Jared Bernstein, chair of the Council of Economic Advisers
NerdWallet: I want to shift to consumer sentiment and approval of President Biden’s economic management — both slumped for most of the year, but at least one recent poll shows that the tide may be turning in that respect. How do you understand the disparity between the economy’s many objective strengths and consumer discontent?
Jared Bernstein: Well, I think it takes some time for the dynamics that you and I have been talking about to reach into people’s lives, and there’s a consciousness deep enough that it shows up in some of these indices of confidence and sentiment. And that’s why the December numbers, as you suggest, are a positive glimmer there. It’s one month, so it’s not a new trend, but the consumer confidence survey was up 10%; the University of Michigan sentiment survey was up a whopping 14%; there was some other polling that began to show this morphing in the way you suggested.

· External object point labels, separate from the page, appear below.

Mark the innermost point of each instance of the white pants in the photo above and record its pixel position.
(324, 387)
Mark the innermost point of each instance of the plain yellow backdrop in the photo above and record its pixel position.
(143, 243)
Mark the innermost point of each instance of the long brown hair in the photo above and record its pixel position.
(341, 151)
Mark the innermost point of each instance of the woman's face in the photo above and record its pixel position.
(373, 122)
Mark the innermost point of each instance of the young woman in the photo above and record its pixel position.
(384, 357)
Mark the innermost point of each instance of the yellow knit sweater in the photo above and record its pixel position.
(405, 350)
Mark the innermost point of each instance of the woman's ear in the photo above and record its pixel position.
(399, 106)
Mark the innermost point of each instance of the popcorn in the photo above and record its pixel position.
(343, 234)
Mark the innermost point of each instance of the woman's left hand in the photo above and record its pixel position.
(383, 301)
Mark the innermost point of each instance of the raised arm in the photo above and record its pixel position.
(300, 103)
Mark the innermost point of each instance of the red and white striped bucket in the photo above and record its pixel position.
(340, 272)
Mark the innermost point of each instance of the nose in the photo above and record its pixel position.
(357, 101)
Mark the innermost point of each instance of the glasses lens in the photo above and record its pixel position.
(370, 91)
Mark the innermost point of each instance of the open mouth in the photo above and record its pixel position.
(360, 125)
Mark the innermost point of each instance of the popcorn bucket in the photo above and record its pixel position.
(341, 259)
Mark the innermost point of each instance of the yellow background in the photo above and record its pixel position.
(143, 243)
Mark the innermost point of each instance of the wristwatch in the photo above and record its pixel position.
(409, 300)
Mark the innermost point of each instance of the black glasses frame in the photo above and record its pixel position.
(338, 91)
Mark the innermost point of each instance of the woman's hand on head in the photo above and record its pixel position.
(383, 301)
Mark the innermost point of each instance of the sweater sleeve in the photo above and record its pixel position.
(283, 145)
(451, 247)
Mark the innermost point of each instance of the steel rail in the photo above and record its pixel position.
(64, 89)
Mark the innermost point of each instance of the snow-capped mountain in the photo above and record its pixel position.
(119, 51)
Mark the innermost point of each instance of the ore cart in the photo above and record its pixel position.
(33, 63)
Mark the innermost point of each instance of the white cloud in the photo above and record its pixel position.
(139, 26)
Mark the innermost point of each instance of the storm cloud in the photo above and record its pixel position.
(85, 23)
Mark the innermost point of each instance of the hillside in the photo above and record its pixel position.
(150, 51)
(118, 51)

I think one of the things that’s going on there, again, has to do with this intersection of the very strong job market while inflation is easing. So we see real wage gains; wages are beating prices now for 10 months in a row for middle-wage workers. A lot of economists and I think it was 90% of CEOs a year ago said we would be in a recession. So executing on the president’s agenda has led to a situation where things are looking a lot better than people thought they would. And I think as time goes on, we’ll see more positive reporting when it comes to consumer sentiment.
NerdWallet: Interest rates are something that’s obviously on the mind of the market and consumers. Can you comment on the effect today’s jobs report might have on the timing of Fed’s rate cuts?

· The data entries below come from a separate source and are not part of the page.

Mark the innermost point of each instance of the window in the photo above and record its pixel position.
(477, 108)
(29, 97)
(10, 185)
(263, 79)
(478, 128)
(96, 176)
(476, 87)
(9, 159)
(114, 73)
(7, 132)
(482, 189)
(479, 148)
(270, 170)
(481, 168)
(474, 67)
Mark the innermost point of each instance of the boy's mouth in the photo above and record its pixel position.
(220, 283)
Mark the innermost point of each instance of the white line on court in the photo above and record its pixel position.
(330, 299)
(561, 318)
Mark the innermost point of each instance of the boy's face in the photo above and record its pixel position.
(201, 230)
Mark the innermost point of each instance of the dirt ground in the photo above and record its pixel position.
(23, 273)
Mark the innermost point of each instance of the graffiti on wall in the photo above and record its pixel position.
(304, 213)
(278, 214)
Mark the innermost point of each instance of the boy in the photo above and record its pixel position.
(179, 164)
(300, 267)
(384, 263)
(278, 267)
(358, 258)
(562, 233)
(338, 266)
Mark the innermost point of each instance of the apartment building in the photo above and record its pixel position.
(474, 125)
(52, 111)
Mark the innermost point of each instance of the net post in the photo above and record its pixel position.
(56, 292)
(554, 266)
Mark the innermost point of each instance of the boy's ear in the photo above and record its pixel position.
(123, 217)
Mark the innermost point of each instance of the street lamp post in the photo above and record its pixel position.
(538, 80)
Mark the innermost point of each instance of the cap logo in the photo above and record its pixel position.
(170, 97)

Jared Bernstein: Yeah, no I can’t. We have much respect for the independence of the Federal Reserve. So I’m certainly not going to talk about that. But I can talk to you a little bit about inflation because, of course, it’s relevant.
At the end of the day, inflation is going to drive a lot of the result of that kind of question. So we know that inflation is down two-thirds from its peak. We know that the six-month annualized rate of one of the inflation gauges the Fed watches most carefully, the core PCE, is growing at just below 2%. So that’s a good sign for them.

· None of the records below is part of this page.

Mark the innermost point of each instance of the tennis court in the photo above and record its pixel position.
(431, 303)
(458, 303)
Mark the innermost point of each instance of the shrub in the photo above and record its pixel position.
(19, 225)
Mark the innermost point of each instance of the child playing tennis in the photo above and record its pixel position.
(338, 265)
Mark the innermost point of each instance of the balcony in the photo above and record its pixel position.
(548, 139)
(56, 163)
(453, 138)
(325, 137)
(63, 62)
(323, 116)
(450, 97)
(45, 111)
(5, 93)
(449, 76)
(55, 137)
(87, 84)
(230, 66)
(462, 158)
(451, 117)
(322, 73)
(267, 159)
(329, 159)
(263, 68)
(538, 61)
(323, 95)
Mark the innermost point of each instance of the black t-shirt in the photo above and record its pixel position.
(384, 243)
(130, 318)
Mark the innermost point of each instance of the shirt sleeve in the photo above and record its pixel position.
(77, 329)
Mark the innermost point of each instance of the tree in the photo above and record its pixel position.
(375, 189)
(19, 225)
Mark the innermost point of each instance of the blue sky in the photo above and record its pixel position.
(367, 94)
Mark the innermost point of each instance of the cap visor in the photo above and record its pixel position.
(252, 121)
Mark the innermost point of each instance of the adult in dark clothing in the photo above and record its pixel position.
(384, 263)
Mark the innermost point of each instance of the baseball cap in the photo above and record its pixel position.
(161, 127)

We also know that actual prices probably get more into sentiment than the Fed. And we know that actual prices — not lower inflation, actually lower prices — are in place whether we’re talking about gas or bread, milk, eggs, toys, TVs, airfares, used cars, a lot of things that really spiked in price have come down in price. So we’ve had some deflation there. That helps with breathing room and, of course, that helps on the inflation side as well.
NerdWallet: Can you talk a little bit about the populations that fueled labor force growth in the last year, specifically women?
Jared Bernstein: When President Biden talks about empowering workers — and that’s a key pillar of Bidenomics — one of the things he’s really thinking about is the benefit of running a tight labor market, and the way they cascade to groups that have historically been underserved or even left behind.
So here’s a number you haven’t probably heard too much today, but it comes out of the report: If you look at the average Black unemployment rate for 2023, it’s 5.5% — that’s the lowest Black unemployment rate on record for an annual average going back to 1972, when the Bureau of Labor Statistics started collecting that data. If you look at the employment results for disabled workers, they’re shooting up very nicely. And, of course, women, in what we call prime age: 25 to 54. If you look at folks in their prime working years, women’s labor force participation broke records in 2023.
This is just what happens when you have a persistently tight labor market with the unemployment rate below 4% for 23 months in a row, 14.3 million jobs, 36 months in a row of job creation. It’s a great labor market. And it’s reaching folks who too often are left behind under weaker conditions.